Le trio — complété par Morgiana, guerrière du clan des Fanalis, réduite en esclavage depuis l’enfance — évolue dans un monde où empires, Magi et l’organisation secrète Al-Thamen s’affrontent pour le contrôle des Rukhs, l’énergie spirituelle universelle. Mais la mangaka Shinobu Ohtaka ne se contente pas de chorégraphier des batailles : les arcs de Balbad et de Magnostadt abordent sans détour l’oppression économique, la ségrégation et les dérives autoritaires. Ce fond politique donne aux enjeux un poids que la plupart des shōnen de cette ampleur peinent à atteindre.

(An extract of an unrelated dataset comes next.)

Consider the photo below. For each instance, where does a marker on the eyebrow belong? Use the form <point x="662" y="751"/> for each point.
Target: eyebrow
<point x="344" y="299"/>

8. Lastman (Bastien Vivès, Balak & Michaël Sanlaville, 2013)

Disponible sur Amazon Disponible à la Fnac

Publiée chez Casterman (collection KSTЯ) entre 2013 et 2019 en douze tomes, Lastman a reçu le Prix de la série au Festival d’Angoulême 2015. Deux mondes parallèles structurent le récit : la Vallée des Rois, éden médiéval où la magie est tangible, et Paxtown, métropole gangrénée par les cartels. Le jeune Adrian Velba, à peine adolescent, s’apprête à participer au tournoi annuel de combat de la Vallée. Privé de partenaire à la dernière minute, il voit débarquer Richard Aldana, un colosse bourru venu de Paxtown, qui s’impose comme son binôme.

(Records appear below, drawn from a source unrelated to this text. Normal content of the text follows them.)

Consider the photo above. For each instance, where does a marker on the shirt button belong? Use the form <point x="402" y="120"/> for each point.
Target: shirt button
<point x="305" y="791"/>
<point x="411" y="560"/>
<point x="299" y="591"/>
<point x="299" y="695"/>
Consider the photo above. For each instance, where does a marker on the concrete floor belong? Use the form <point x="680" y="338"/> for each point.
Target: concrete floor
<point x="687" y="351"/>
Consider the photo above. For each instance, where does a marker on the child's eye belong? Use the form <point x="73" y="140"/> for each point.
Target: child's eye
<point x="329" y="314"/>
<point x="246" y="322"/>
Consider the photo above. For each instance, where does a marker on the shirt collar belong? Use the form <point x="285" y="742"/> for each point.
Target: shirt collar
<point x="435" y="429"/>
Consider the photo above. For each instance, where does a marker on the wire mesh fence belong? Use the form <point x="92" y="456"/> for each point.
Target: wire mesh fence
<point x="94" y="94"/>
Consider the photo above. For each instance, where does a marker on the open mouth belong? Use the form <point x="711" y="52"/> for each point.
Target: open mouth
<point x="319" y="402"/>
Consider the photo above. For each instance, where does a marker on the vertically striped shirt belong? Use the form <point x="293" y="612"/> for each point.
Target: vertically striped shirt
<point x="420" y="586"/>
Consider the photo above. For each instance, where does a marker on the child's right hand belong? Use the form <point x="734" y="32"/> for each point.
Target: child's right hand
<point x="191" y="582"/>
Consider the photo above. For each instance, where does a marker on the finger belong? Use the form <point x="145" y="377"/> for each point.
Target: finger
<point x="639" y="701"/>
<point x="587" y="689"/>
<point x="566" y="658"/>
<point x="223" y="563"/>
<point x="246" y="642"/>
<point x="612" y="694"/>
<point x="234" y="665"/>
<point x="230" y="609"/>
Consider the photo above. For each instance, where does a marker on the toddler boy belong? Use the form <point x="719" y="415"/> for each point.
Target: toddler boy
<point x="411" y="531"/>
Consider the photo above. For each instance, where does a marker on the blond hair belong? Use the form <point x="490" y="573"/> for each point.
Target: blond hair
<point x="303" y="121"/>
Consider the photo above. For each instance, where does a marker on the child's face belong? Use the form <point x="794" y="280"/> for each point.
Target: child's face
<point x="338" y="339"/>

Le premier cycle (tomes 1 à 6) suit ce duo asymétrique au fil du tournoi ; le second bifurque vers Paxtown et prend un virage nettement plus sombre. Trois auteurs se partagent le travail — Vivès et Balak au scénario, Vivès et Sanlaville au dessin — avec un rythme de production calqué sur celui des séries télévisées : vingt planches par semaine. Le résultat emprunte autant au cinéma d’action américain des années 1980 qu’au manga de combat, sans chercher à imiter ni l’un ni l’autre. La série a depuis été déclinée en anime (France 4, puis Netflix) et en jeu vidéo (Lastfight).


9. City Hall (Rémi Guérin & Guillaume Lapeyre, 2012)

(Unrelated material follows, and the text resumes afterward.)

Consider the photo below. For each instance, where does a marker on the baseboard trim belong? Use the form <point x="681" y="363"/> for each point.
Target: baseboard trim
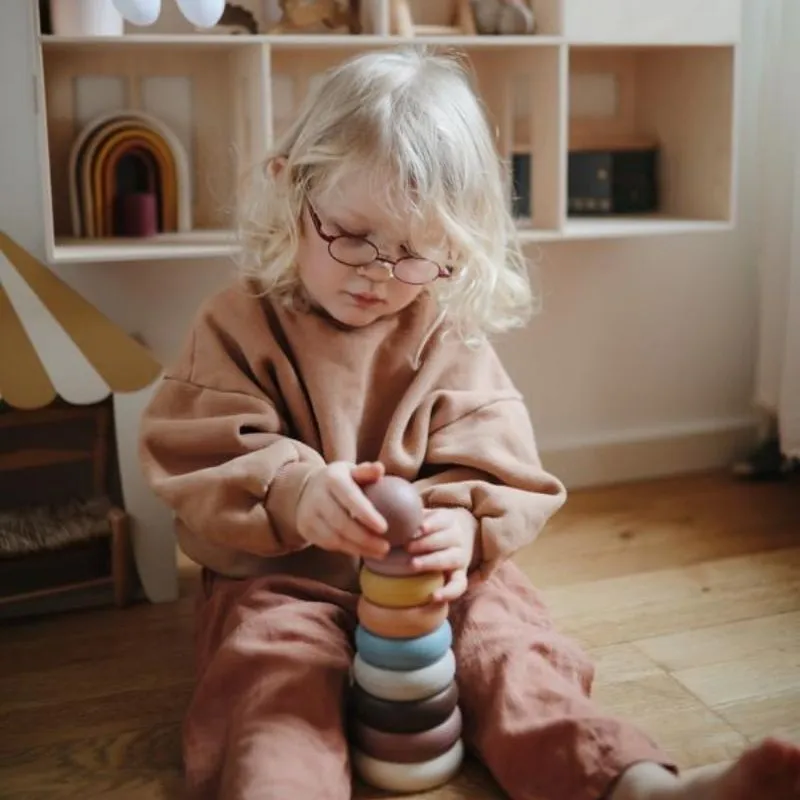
<point x="641" y="454"/>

Disponible sur Amazon Disponible à la Fnac

Et si l’écriture manuscrite était une arme ? C’est le point de départ de City Hall, publiée chez Ankama entre 2012 et 2015 en sept tomes. L’action se déroule dans un Londres steampunk du début du XXe siècle où l’écriture est interdite. Au XVIIe siècle, on a découvert que toute description écrite à la main sur du papier donnait naissance à un être vivant, un « papercut ». Les plus talentueux des écrivains pouvaient ainsi créer des créatures d’une complexité et d’une puissance considérables. Il en a résulté une guerre si sanglante que le papier a été détruit et l’écriture bannie.

Lorsqu’un criminel nommé Lord Black Fowl brise cet interdit pour assassiner le ministre des Finances, le maire Malcolm Little n’a d’autre choix que de recourir aux armes de l’ennemi. Il confie un cahier et un stylo à deux écrivains de génie : Jules Verne et Arthur Conan Doyle. Les auteurs ont cité Death Note comme influence directe (le papier comme instrument de pouvoir absolu, mais ici pour donner la vie plutôt que la mort) et La Ligue des gentlemen extraordinaires d’Alan Moore pour le principe de figures historiques réunies dans une même fiction. La série tient sa promesse d’un bout à l’autre : un concept solide, pas de remplissage, et une conclusion à la hauteur.